Alguien se repliega en Masaya
A veces, como a todos, me da por la nostalgia. Recordar el tiempo que fue, no por mejor o peor que el actual, sino porque es parte de un pasado que atesoro, es a mediados de 1979, la prensa nacional informa del avance del Frente Sandinista de Liberación Nacional, del heroico repliegue de Masaya y la caída final de Managua en manos del ejército popular, para crear el escenario completo dejo en mi pantalla las fotos de Julio Cortázar visitando la comunidad de Solentiname, dejo correr la voz de Carlos Mejía Godoy, quien sigue preguntando por la tumba del guerrillero, veo enormes, gigantes, las imágenes de Sergio Ramírez, Ernesto Cardenal, Gioconda Belli y de un joven, mediando la treintena, comandante Daniel Ortega
Yo era, entonces, un niño que se perdía en la fascinación, el terror y la emoción de las crónicas de
Ricardo Rocha y Édgar Hernández. Había dejado, de pronto, las batallas en los libros de Tolstoi, de Hemingway, crecí oyendo las narraciones de la Guerra Civil Española, de la resistencia francesa y de la Revolución Cubana, entonces, ante mis ojos asombrados
estaba ocurriendo la épica popular y la fiesta de la libertad.
Hace unos días se celebraba el triunfo de aquella revolución, pero no había alegría en Masaya; los carteles de los manifestantes confunden la imagen de Ortega con la de Somoza y los noticieros de todo el mundo difunden la noticia de que aquel joven triunfante ha mandado atacar a la población civil de los aguerridos barrios masayenses.
Uno no debiera ser sometido a estas imágenes, ningún pueblo debiera sufrir estas regresiones históricas, pero es claro, si ya Sergio Ramírez había señalado el fin de la ruta histórica del sandinismo orteguiano y Ernesto Cardenal, viejo poeta armado sólo con sus palabras, las balas no han dejado dudas y la historia parece repetirse por el lado más oscuro y amargo de sus aristas.
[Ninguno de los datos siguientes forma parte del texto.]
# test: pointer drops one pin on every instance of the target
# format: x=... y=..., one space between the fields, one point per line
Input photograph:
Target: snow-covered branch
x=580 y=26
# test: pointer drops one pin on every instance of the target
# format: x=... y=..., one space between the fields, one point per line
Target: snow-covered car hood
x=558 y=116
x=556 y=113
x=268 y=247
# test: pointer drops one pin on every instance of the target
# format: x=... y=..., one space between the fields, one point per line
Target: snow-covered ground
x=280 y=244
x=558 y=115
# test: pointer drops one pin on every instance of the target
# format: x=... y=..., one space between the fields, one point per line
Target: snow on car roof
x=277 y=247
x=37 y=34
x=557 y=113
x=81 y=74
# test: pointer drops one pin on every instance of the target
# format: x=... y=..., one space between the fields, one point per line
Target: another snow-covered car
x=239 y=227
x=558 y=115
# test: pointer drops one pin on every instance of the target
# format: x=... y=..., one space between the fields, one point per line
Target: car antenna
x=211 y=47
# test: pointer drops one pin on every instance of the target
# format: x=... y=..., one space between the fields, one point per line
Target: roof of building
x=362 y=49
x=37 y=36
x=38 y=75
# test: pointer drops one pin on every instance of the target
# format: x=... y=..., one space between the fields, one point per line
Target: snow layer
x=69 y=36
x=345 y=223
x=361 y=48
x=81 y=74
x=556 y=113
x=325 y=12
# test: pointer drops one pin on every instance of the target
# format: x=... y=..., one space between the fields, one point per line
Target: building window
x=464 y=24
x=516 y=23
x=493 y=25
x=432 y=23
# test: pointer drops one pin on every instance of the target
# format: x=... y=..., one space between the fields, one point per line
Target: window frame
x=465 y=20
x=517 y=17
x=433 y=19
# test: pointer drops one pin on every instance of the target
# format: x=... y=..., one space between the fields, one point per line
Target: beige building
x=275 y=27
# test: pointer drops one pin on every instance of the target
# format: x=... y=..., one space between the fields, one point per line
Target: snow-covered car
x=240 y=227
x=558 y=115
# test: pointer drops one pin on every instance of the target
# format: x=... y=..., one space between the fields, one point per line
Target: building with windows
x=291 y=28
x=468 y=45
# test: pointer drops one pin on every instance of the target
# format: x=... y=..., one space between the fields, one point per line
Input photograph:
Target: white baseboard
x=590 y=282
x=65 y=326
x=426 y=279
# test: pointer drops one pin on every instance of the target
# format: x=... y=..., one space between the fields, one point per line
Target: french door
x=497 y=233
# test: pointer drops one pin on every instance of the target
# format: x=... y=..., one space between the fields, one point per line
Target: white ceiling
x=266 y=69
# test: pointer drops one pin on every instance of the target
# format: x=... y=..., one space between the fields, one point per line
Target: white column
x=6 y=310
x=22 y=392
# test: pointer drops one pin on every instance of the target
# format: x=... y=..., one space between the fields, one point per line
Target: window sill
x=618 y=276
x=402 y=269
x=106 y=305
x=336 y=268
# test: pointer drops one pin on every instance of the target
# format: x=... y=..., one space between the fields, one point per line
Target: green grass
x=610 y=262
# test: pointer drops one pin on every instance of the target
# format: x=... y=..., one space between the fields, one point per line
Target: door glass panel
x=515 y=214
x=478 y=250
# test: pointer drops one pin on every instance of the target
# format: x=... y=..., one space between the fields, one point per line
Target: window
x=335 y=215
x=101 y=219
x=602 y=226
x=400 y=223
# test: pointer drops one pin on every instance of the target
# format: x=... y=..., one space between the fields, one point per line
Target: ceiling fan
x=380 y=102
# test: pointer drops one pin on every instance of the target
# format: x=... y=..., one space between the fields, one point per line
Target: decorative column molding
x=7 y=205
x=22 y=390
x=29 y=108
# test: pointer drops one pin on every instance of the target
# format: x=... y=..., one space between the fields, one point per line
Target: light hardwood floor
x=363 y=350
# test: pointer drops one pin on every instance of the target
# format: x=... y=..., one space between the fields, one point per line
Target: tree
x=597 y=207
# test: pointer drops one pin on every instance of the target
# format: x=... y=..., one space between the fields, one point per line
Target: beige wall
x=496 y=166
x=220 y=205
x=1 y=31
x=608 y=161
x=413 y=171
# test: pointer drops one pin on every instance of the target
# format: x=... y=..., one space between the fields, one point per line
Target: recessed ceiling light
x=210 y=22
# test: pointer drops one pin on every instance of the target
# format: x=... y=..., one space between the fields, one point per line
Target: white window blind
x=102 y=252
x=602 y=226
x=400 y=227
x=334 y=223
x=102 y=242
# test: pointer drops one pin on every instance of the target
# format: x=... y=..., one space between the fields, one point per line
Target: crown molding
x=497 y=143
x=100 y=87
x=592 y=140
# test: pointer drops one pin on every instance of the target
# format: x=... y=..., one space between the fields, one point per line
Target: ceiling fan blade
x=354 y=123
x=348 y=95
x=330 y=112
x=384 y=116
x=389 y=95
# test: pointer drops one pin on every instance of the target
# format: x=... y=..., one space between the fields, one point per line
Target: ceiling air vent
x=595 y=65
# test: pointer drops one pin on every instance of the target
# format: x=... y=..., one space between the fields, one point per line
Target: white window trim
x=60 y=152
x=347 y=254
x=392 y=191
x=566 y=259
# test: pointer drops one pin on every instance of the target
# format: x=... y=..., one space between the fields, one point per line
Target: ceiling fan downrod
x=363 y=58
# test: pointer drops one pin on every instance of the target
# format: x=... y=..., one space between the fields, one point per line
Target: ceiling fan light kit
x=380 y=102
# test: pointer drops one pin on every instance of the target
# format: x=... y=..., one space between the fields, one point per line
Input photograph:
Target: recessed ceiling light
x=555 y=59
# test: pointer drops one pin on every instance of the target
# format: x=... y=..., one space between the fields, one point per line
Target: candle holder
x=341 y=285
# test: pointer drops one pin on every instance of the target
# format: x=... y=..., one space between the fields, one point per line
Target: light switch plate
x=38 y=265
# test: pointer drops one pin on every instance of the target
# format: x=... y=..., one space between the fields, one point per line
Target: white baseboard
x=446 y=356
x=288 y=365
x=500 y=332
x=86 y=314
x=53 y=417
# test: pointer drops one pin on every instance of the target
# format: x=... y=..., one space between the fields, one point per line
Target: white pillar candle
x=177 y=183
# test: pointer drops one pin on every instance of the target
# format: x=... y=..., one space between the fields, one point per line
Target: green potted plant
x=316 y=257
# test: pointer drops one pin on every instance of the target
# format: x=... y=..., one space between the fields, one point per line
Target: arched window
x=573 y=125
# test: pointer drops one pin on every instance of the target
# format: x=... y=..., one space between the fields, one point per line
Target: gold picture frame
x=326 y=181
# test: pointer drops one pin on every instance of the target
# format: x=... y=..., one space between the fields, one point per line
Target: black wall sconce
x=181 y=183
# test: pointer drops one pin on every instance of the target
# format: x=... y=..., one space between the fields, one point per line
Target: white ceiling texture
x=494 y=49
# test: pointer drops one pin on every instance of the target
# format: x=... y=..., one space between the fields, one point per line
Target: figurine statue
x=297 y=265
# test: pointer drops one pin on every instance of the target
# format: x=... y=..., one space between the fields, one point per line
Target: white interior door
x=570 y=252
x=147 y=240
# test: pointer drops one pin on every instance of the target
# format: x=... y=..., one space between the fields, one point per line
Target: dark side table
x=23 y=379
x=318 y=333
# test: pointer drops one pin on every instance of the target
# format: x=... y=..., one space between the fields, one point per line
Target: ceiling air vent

No se puede jugar con la historia, vaya, no se puede pretender que alguien puede tener la dimensión suficiente para escribirla, eso es un accidente, un mecanismo complejo en el que participan dos piezas que no pueden controlarse, la voluntad popular y la memoria de las siguientes generaciones.
No lo sé con certeza, pero siempre pensé que Daniel —en aquellos días a los héroes de la revolución se los llamaba sólo por su nombre— era un buen lector, un hombre culto como decimos, si lo es no le costará trabajo recordar lo que decía Borges siguiendo a Kipling, que cualquiera puede elegir la anécdota, pero no la moraleja. Ése es el error más grave que está cometiendo.
Hay algo más que la tentación del poder y la fortuna en la conducta de Ortega, se llama espejismo histórico, porque en realidad al masacrar a la población civil y sepultar los últimos vestigios del sandinismo en su versión oficial, el comandante no está salvando nada ni está construyendo nada, se está enredando en un afán de pasar a la historia, de quedarse ahí como las viejas estatuas de Tacho que derribaron los jóvenes de aquel tiempo.
Cuán poco duró la eterna juventud de aquel verano de 1979, qué breves su épica y su verso, todo porque al líder se le ocurrió hacerse viejo y monumental, como el dos veces salvador de una patria que había demostrado ya saberse valer por sí misma.
No es repitiendo la historia como podría salvarse, por el contrario, todavía podría corregir los errores que acusaron en Somoza y marcharse en honrosa y digna retirada, porque esta nueva versión de aquel otro verano no tendrá quién la cante ni quién la narre para las siguientes generaciones. No tiene que esperar a que de nuevo los anónimos héroes de aquel país demuestren su enorme vocación por la libertad.
De verdad que me niego a dar crédito a esas imágenes donde los rostros de Tacho y de Daniel se confunden, lejos de ello, quisiera pensar que está obnubilado por el pasado heroico y glorioso al que no puede ni quiere renunciar, que está herido de honor y victoria como en los viejos tiempos, pero es mentira, soy yo, somos muchos a los que nos duele ver aquello en lo que Daniel Ortega se ha convertido todos quienes sabemos, con una frase que seguro conoce, a él, la historia no lo absolverá.